Health Study of Fifth Graders Finds Significant Racial and Ethnic Disparities

Dr. Mark Schuster was the lead author of a study that looked at inequities in health among 5,119 randomly selected fifth-graders attending public schools in and around Birmingham, Ala., Houston and Los Angeles.

The study found significant racial and ethnic disparities - many of them tied to poverty - in factors that determined children's health.

For example, black and Latino children were much less likely than white children to wear seat belts or bike helmets and reported a significantly lower level of physical activity.

"When I think of health, I don't just think of healthcare," said Schuster, chief of the division of general pediatrics and vice chair for health policy in the department of medicine at Boston Children's Hospital. "I think of any factors that affect health."
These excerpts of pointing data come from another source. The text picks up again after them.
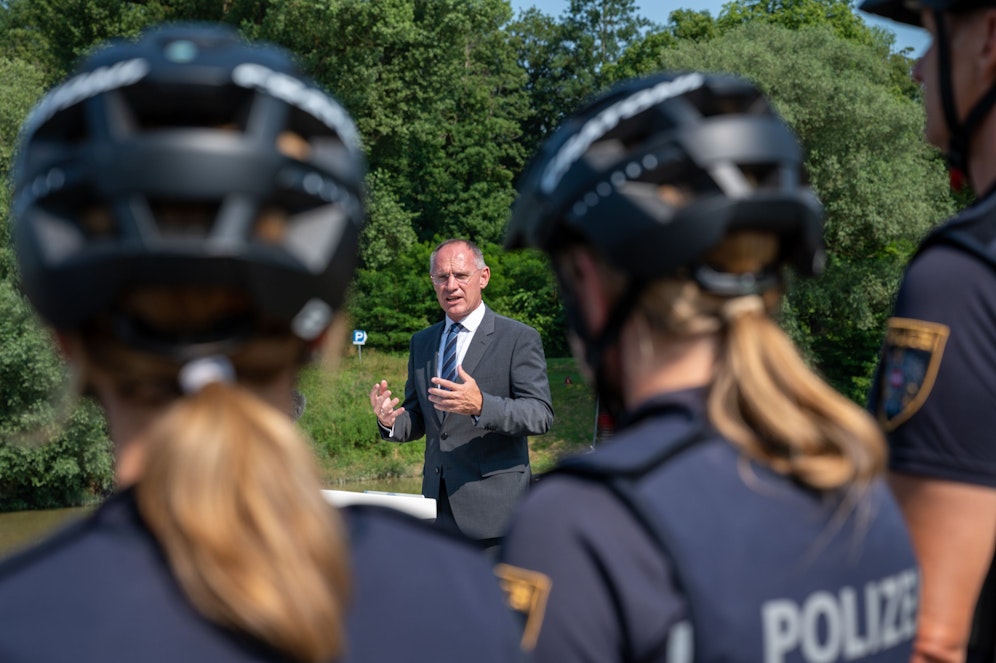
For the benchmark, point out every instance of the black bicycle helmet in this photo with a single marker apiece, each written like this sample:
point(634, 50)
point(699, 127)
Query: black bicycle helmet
point(712, 137)
point(188, 117)
point(908, 11)
point(961, 125)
As a physician, Schuster regularly talks about the importance of seat belts and bike helmets with his patients, but he can't make them comply.

"If everyone had access to healthcare and to well visits and to preventive care, I would hope that there would be some improvements to these kinds of indicators," Schuster said. "But I don't want to suggest the pediatrician is the major player in whether kids wear seat belts, whether they wear bike helmets."

Schuster and other experts say these "social determinants" of health are a critical component, perhaps even more important than health care or health insurance. Many of these health issues are discussed in the I-News at Rocky Mountain PBS special report Losing Ground.